Finally, some comments on your questions:
- In cell 13, we plot the mutual info between predictors and outcomes, where the recession outcome shifts 1-24 months into the future. The predictiveness ‘window’ varies by indicator. In cell 14, we shift the recession by 12 months, so we are trying to predict recessions 1 yr ahead.
- The sample visualization just illustrates how the MCMC sampling process works. The models in this section are based on sampling and it’s important to understand how this works - we simultaneously pick values for different predictors and this needs to follow some empirical regularity. The little ‘movie’ shows how the algos draw samples for two of the four predictors. The mathematial details are a bit beyond the scope of the book but the pymc3 docs have more info. See pages 302-304 in the book for an overview.

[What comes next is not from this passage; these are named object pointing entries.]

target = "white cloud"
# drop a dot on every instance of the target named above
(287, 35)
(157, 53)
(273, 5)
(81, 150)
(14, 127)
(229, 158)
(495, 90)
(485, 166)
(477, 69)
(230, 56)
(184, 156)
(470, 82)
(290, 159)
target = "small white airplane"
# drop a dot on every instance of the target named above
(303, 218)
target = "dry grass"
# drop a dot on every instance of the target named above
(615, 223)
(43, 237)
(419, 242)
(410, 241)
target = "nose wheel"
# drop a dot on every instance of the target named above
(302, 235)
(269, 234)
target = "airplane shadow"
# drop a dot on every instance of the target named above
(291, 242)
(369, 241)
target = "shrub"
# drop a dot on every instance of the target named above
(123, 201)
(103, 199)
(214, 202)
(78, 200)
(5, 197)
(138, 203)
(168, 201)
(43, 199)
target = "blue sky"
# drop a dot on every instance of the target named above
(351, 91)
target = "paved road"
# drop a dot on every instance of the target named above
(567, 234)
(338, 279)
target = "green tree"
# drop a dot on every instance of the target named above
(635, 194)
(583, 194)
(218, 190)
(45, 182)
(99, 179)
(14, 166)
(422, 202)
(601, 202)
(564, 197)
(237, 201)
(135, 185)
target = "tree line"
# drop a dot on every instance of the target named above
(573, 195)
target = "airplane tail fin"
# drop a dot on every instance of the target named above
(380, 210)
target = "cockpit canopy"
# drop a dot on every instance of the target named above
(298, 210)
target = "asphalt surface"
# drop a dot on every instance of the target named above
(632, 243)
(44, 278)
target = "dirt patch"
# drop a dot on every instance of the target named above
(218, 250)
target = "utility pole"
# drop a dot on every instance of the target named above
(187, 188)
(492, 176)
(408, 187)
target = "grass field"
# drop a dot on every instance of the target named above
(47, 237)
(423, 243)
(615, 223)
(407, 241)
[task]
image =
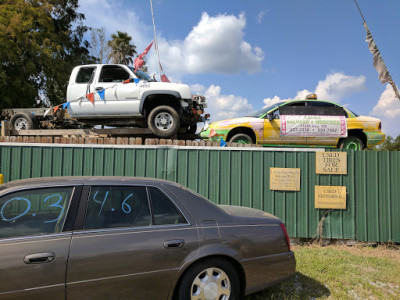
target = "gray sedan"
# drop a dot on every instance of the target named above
(133, 238)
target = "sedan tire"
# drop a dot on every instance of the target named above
(210, 279)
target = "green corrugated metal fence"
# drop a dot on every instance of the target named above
(239, 176)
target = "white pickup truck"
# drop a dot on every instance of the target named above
(117, 95)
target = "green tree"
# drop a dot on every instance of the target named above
(40, 42)
(121, 49)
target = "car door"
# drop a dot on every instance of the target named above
(325, 109)
(120, 98)
(33, 247)
(272, 129)
(126, 247)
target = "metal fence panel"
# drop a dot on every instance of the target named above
(239, 176)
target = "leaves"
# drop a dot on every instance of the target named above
(40, 43)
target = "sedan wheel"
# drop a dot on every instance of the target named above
(351, 143)
(211, 283)
(212, 279)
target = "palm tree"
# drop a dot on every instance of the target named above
(121, 49)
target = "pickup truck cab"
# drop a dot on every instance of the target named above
(122, 96)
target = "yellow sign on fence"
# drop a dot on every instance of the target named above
(331, 162)
(330, 197)
(284, 179)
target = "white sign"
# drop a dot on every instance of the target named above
(313, 126)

- For the pros and cons of Metropolis-Hastings and NUTS, see the excerpt below from the same location in the book that highlights several aspects and points out additional resources if you’d like to dive deeper.
- The AUC score gives you the probability that two random samples are ranked correctly by the classifier. So 0.85 means there’s a 85% chance that if you pick two months where A is a recession and B is not that A has a higher score than B. This is different from accuracy and preferable because it accounts for class imbalances.
- The section ‘Prediction’ illustrates how to make prediction and the intro briefly discusses how this works technically with ‘shared variables’. See the linked pymc3 docs for more detail…
- The posterior predictive AUC score measures in-sample (training) performance.
Hope this helps!
The Metropolis-Hastings algorithm randomly proposes new locations based on its current state. It does so to effectively explore the sample space and reduce the correlation of samples relative to Gibbs sampling. To ensure that it samples from the posterior, it evaluates the proposal using the product of prior and likelihood, which is proportional to the posterior. It accepts with a probability that depends on the result relative to the corresponding value for the current sample.
A key benefit of the proposal evaluation method is that it works with a proportional rather than an exact evaluation of the posterior. However, it can take a long time to converge. This is because the random movements that are not related to the posterior can reduce the acceptance rate so that a large number of steps produces only a small number of (potentially correlated) samples. The acceptance rate can be tuned by reducing the variance of the proposal distribution, but the resulting smaller steps imply less exploration. See Chib and Greenberg (1995) for a detailed, introductory exposition of the algorithm.
Hamiltonian Monte Carlo – going NUTS
Hamiltonian Monte Carlo (HMC) is a hybrid method that leverages the first-order derivative information of the gradient of the likelihood. With this, it proposes new states for exploration and overcomes some of the MCMC challenges. In addition, it incorporates momentum to efficiently “jump around” the posterior. As a result, it converges faster to a high-dimensional target distribution than simpler random walk Metropolis or Gibbs sampling. See Betancourt (2018) for a comprehensive conceptual introduction.
The No U-Turn Sampler (NUTS, Hoffman and Gelman 2011) is a self-tuning HMC extension that adaptively regulates the size and number of moves around the posterior before selecting a proposal. It works well on high-dimensional and complex posterior distributions, and allows many complex models to be fit without specialized knowledge about the fitting algorithm itself. As we will see in the next section, it is the default sampler in PyMC3.